The events, organized by Chado Urasenke, are annual gatherings being held for the first time in Hawaiʻi in commemoration of the UH Centennial. It was held in 2004 in Tianjin, China, in 2005 in Seoul, Korea, and last year in Tokyo, Japan. Both events are free and open to the public but require advance registration.
· The 4th East Asian Tea Culture Symposium on Saturday, November 3, 9:30 a.m.-4:40 p.m., at the East-West Center‘s Imin Center, Keoni Auditorium. Dr. Genshitsu Sen, 15th generation Grand Tea Master of Urasenke, Japan's premier school of tea ceremony, will speak about the spirit of Chado or the Way of Tea, and its promotion of world peace.
Other featured speakers will be Dr. Wayne Farris, Sōshitsu Sen XV Distinguished Professor of Traditional Japanese Culture and History;
Tokumasa Miyagi, President of the Okinawa Prefectural University of Arts, speaking about Okinawan pottery;
Dr. Xiao Li, Assistant Dean, Business School, China University of Political Science and Law, on "Court Tea Ceremony during the Tang (618-907) and Song (960-1279) Dynasties";
Dr. Herbert Plutschow, Professor, Jōsai International University, on "A Ritual Approach to the Study of Chanoyu";
Dr. Jeon-Yull Park, Director, Institute for Korean and Japanese Culture, Chung-Ang University, on "Japan‘s Tea Culture in the Tearoom"; and
Dr. Yukihiro Kurasawa, Professor, Takarazuka University of Art and Design, on the philosophy of Wabicha.
· 4th Panel Discussion on Culture and Peace in East Asia, on Sunday, November 4, 9 a.m.-4 p.m., at the East-West Center‘s Imin Center, Keoni Auditorium. Keynote address by Dr. Paul Varley, Emeritus Sōshitsu Sen XV Distinguished Professor of Traditional Japanese Culture and History, on "Japanese Culture and Changing World Views of Japan."
Other featured speakers will be Dr. Kent Calder, Director, Edwin O. Reischauer Center for East Asian Studies, Johns Hopkins University, on "Moving Beyond the Broken Dialogue: Asia‘s Role and a New Form of Diplomacy. Why is Cultural Diplomacy so Important in Today‘s World?";
Moon-Doh Huh, Chairman, World Peace and Food Forum;
Panel discussion on the significance of cultural diplomacy, with moderator, Dr.

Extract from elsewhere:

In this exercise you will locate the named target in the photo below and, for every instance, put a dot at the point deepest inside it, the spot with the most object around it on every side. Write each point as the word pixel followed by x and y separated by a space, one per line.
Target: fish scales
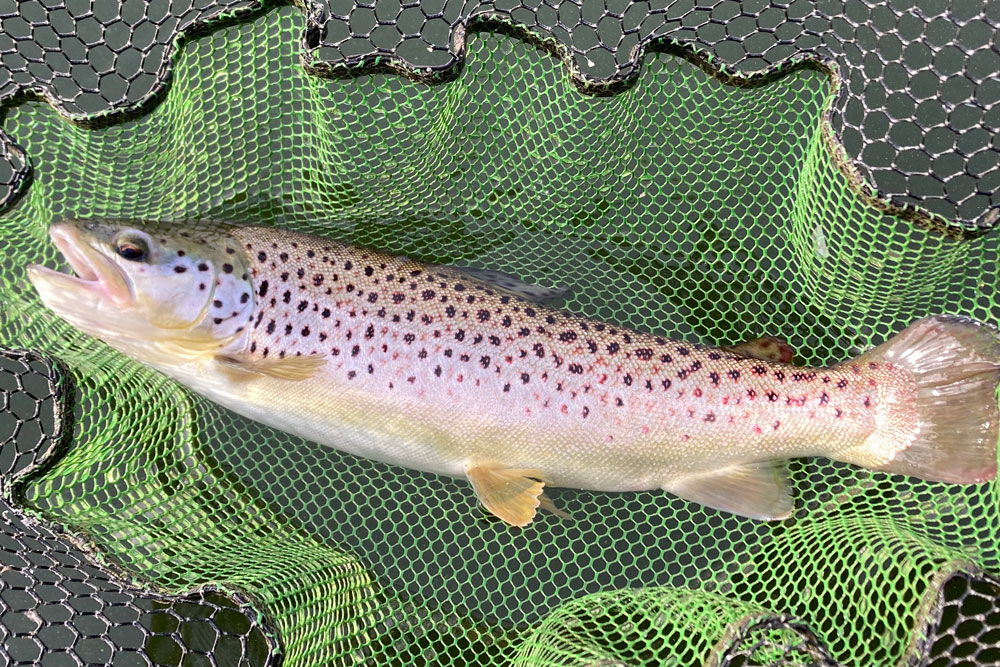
pixel 545 388
pixel 454 371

Yong-Woon Kim, Chairman of Korea-Japan Cultural Exchange Council, and panelists:
Dr. Genshitsu Sen, Chado Urasenke 15th Generation Grand Tea Master;
Shiqiu Chen, Council Member, United Nations Association of China; and
Soo-Gil Park, Honorary President, United Nations Association of the Republic of Korea.
The Symposium will focus on traditional arts and culture, while the discussions on the second day will focus on cultural diplomacy (also known as "soft power"), which has become a key element of international relations within East Asia and between East Asia and the rest of the world. Though most of the speakers will give presentations in their native language, all sessions will include English interpretation.
Space is limited and pre registration is required through the Center for Japanese Studies: www.hawaii.edu/cjs
Symposium & Panel Discussion sponsors and supporters: UH Mānoa, Chado Urasenke, Consulate General of Japan in Honolulu, United Nations Association of Japanese, and the East-West Center.